While Lions chief Sir Clive Woodward has pencilled in the majority of his line-up to face New Zealand in Christchurch next Saturday, fringe candidates are multiplying by the minute.
Woodward was elated with the victory and he could enthuse about top-drawer performances from players like Ryan Jones, Simon Easterby, Graham Rowntree and Shane Williams.
They all made an impression in terms of the Test series as a whole, especially back-row pair Jones and Easterby.
"Andy Robinson (Lions coach) said something interesting to me on Friday," said England World Cup winner Greenwood.
"He talked about the 1989 Lions tour to Australia and 'Donal's donuts', (the midweek team captained by Ireland lock Donal Lenihan), when they tried to push as many players as possible from the perceived midweek team to the perceived Test team.
"It was our job to take the baton from Wednesday's performance against Wellington, and try to put as many players into the hat as possible.
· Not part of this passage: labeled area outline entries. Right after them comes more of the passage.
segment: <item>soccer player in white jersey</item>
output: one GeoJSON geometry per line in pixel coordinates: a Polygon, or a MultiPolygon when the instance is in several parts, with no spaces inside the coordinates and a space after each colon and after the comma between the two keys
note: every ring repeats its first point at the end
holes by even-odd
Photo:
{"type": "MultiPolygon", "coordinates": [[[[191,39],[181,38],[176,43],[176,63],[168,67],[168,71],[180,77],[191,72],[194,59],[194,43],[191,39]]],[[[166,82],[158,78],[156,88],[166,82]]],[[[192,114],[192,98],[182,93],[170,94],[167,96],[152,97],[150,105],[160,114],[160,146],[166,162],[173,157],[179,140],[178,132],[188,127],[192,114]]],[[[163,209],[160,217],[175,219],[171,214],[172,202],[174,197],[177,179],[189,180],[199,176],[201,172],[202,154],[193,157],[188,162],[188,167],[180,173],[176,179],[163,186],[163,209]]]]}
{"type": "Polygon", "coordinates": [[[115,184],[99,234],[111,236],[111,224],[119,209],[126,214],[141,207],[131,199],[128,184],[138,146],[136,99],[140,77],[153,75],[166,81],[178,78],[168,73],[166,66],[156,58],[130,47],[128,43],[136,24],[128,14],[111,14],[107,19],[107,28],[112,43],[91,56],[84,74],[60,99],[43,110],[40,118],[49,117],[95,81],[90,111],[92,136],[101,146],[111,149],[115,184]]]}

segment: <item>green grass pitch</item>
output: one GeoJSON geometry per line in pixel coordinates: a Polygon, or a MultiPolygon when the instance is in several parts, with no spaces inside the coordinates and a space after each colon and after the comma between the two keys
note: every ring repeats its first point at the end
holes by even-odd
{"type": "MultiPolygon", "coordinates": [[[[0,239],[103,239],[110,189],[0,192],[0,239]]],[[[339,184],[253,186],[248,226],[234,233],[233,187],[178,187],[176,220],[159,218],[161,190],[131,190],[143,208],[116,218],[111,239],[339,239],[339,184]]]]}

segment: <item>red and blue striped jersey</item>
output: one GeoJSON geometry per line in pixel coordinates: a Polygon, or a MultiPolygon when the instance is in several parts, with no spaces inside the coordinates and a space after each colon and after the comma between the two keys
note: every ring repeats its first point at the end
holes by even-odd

"It was a great changing room after the game - the mood of a job well done. We had a huge responsibility to take things on, and it was a good win."
Centre Greenwood's first-half try helped haul the Lions level after they had trailed by seven points, when he capitalised on a kind bounce from fly-half Charlie Hodgson's steepling kick behind the Otago line.
"I found myself in wide open space," he added.
"I think their wing might have lost [the kick] in the floodlights, and I will take those kind of opportunities - from minus two yards - all day."
The Lions will return to their Christchurch base before the team selected to face Southland in Invercargill on Tuesday heads south.
Woodward confirmed that none of his Test side will feature in that game, remaining behind to work with Robinson, Eddie O'Sullivan and Phil Larder, and he admitted that he is relishing the week ahead.
"It will be very intense, and it will be a huge pressure game," said Woodward, focusing on the All Blacks.
"You want to be involved in these type of fixtures. You want the big occasions, and it doesn't come much bigger."